Skeen was arrested in December on warrants charging theft by a public servant and false name, information and forgery after the McLennan County Grand Jury indicted him.
He was released from McLennan County Jail after posting $27,500 in bonds.
Reyna said the charges stemmed from a false statement on a motor vehicle title application and the theft of accessories from a county-owned vehicle that were installed on Skeen's personal vehicle.
The accessories were valued at between $500 and $1,500, according to the indictment.
Last month, Rick Rapson, a car dealership finance officer was arrested and charged with forgery and giving a false name and false information in connection with the tax fraud case.
Rapson was freed on a $250,000 bond.
The McLennan County Grand Jury earlier returned a sealed indictment against Rapson, 56, in connection with a fraud investigation that earlier led to Skeen's arrest.

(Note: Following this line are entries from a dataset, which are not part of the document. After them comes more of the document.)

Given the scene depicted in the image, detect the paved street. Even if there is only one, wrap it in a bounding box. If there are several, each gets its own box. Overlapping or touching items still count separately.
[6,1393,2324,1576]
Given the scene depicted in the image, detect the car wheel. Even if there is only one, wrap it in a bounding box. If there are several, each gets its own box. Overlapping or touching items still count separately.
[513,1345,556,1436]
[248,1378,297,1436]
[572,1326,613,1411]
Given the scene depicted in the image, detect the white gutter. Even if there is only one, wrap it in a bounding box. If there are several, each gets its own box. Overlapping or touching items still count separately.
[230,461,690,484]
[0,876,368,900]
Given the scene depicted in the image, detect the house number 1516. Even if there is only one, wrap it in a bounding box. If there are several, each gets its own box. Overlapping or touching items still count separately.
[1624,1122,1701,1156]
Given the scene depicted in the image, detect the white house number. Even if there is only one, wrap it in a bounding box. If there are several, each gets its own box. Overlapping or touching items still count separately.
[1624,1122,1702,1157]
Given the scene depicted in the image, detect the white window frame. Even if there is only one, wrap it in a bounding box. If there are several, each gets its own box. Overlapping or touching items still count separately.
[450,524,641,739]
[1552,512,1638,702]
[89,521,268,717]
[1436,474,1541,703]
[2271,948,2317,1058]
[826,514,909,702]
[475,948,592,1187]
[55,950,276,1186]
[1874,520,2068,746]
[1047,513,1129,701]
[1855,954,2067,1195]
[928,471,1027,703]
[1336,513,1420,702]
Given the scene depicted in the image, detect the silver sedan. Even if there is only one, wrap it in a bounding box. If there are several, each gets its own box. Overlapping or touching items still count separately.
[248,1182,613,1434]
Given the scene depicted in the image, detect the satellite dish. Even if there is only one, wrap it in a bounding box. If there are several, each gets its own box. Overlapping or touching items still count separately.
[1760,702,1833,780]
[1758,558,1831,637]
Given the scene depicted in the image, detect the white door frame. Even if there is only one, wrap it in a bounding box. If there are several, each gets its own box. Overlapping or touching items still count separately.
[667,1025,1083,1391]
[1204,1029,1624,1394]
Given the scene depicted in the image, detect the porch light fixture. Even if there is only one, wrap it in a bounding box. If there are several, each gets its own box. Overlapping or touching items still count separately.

Texas Rangers served a warrant on Skeen's office on July 20, 2011 searching for records to support an investigation involving allegations that Skeen fraudulently listed a county-owned vehicle as a trade-in for the purchase of a personal pickup truck to avoid paying more than $1,300 in sales tax.
The affidavit submitted for the warrants said Skeen "fraudulently avoided the payment of $1,375 in sales tax…by fraudulently claiming a truck previously purchased by Skeen on June 24, 2010 with vehicle inventory tax interest funds as a trade-in on Skeen's purchase of a personal struck on Feb. 11, 2011."
The Rangers launched the investigation in response to a request from Reyna, who was advised of the allegations in a June 24 letter from McLennan County Auditor Stan Chambers.
In the letter Chambers said a recent audit of Skeen's Motor Vehicle Inventory Tax Fund escrow account "noted some irregularities."
The fund is where taxes that all dealers in the county are required to prepay are held in escrow.
Chambers said Skeen used VIT interest funds on June 24, 2010 to purchase a 2010 GMC Sierra pickup truck for $29,589.25 from Richard Karr Motors for use by his office in administering the vehicle tax prepayment program.
On Feb. 11, the truck was sold back to the dealership for $22,000, Chambers said.
The $22,000 was deposited in the VIT account as it should have been, Chambers said, but on the same day, Skeen purchased a 2011 GMC Sierra pickup truck from the dealership for $26,425.15 for personal use.
On the title application, Skeen listed a vehicle trade-in of $22,000 for a truck with the same vehicle identification number as the county-owned vehicle sold back to the dealership, Chambers said.
Skeen saved $1,375 in sales tax, Chambers said, "by fraudulently claiming the truck purchased with VIT Interest as a trade-in on his personal vehicle."